Infectious disease expert Locwin said getting hospitalized is often about proximity.
"If you are in New Hampshire, Portsmouth Regional Hospital might be 10, even 20 miles away. We know advertising drives behavior and in Boston, you are heading down to the clinics, you are going to get tested, that is going to drive up the numbers including that of serious illness," Locwin said.
"You know the saying: 'If you want to stay healthy, you stay out of the hospital. How many of our residents are staying home even with real illness, not calling out until they have difficulty breathing? I suspect quite a few."
Are all deaths counted?
Last week, New York classified 3,700 past deaths as COVID-19-related, even as the CDC advised all state public health leaders to examine whether they have attributed deaths to pneumonia or other illnesses that were really linked to the virus.
"It gets really dodgy with the gamed numbers per state. We are calling things COVID which aren't and we aren't calling COVID when it is," Locwin said.

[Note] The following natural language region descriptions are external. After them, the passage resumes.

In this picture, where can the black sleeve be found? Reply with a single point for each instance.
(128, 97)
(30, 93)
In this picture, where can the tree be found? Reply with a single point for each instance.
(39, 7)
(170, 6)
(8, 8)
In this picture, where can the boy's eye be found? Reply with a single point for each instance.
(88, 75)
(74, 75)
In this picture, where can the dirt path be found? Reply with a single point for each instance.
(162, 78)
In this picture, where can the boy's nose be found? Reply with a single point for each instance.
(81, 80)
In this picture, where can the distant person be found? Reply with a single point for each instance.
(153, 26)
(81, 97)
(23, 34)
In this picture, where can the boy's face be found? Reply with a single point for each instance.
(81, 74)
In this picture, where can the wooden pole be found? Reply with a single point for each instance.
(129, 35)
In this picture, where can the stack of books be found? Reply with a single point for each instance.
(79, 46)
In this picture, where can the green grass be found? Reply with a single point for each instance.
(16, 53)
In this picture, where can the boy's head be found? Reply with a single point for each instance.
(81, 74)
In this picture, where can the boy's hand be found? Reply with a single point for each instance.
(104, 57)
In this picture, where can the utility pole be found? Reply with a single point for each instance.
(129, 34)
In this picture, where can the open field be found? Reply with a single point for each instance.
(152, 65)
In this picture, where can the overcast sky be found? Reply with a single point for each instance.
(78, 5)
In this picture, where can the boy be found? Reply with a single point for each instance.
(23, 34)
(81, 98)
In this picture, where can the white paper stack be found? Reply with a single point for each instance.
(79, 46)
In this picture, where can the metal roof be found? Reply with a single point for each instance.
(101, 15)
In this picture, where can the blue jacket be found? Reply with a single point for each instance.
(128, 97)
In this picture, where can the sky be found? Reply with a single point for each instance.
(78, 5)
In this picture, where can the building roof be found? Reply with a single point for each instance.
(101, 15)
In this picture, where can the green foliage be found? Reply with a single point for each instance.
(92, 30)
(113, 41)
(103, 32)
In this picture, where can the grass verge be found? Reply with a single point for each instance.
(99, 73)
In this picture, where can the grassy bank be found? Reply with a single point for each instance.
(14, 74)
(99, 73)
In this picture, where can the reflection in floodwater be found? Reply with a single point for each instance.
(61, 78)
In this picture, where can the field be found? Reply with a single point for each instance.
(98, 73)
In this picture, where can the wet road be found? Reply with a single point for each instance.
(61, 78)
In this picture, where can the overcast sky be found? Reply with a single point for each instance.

"The people calling it are gaming the numbers, not intentionally, but there's no uniform standard. When you say a fatality rate in Mass. is 4%, I say that's probably plus or minus 4%."
Shibinette said the state might have missed a few cases, but she doubts the numbers here are large.
"We have worked very, very closely with our medical examiner to create a plan around untimely deaths and whether they could be COVID-related," Shibinette said.
"It may happen, but based on all the planning we have done, I don't think it's a factor here."
Caution on 'opening up'
On a Union Leader social media chat last week, more than 80% of participants urged Sununu to be cautious about reopening New Hampshire while the virus is still peaking in Massachusetts.
"It's a major concern and the main reason why New Hampshire cannot ease up on stay-at-home orders until Mass. is under control," said Shawn Scott, a Merrimack native who lives in Manchester.
Former state Senate candidate and businessman Steve Kenda thinks otherwise, after signing a petition calling on the governor to "Reopen New Hampshire" next Friday.
"Let those of us that want to go work out, eat out, to movies, to sporting events, have our freedom back. If those concerned here are right, then we individuals choosing a different path will suffer the Darwinian consequences of our decision," Kenda said.
"If you're at risk, have a compromised immune system, are elderly, you're welcome to take a different path. Wait for the vaccine and serological tests. Stick with Netflix and avoid us, but let those of us that value our liberty over safety get on with living and dying."
Some, like Jon Christenson of Salem, a Boston TV graphic designer, thinks New Hampshire residents need to be even more careful. "What concerns me more is what I see when I do have to go out. People are not taking social distancing seriously and are oblivious to others in some cases," Christenson said. "I see people without masks or gloves, standing around you or walking very close to you, touching everything. I wonder if they think it's all a hoax."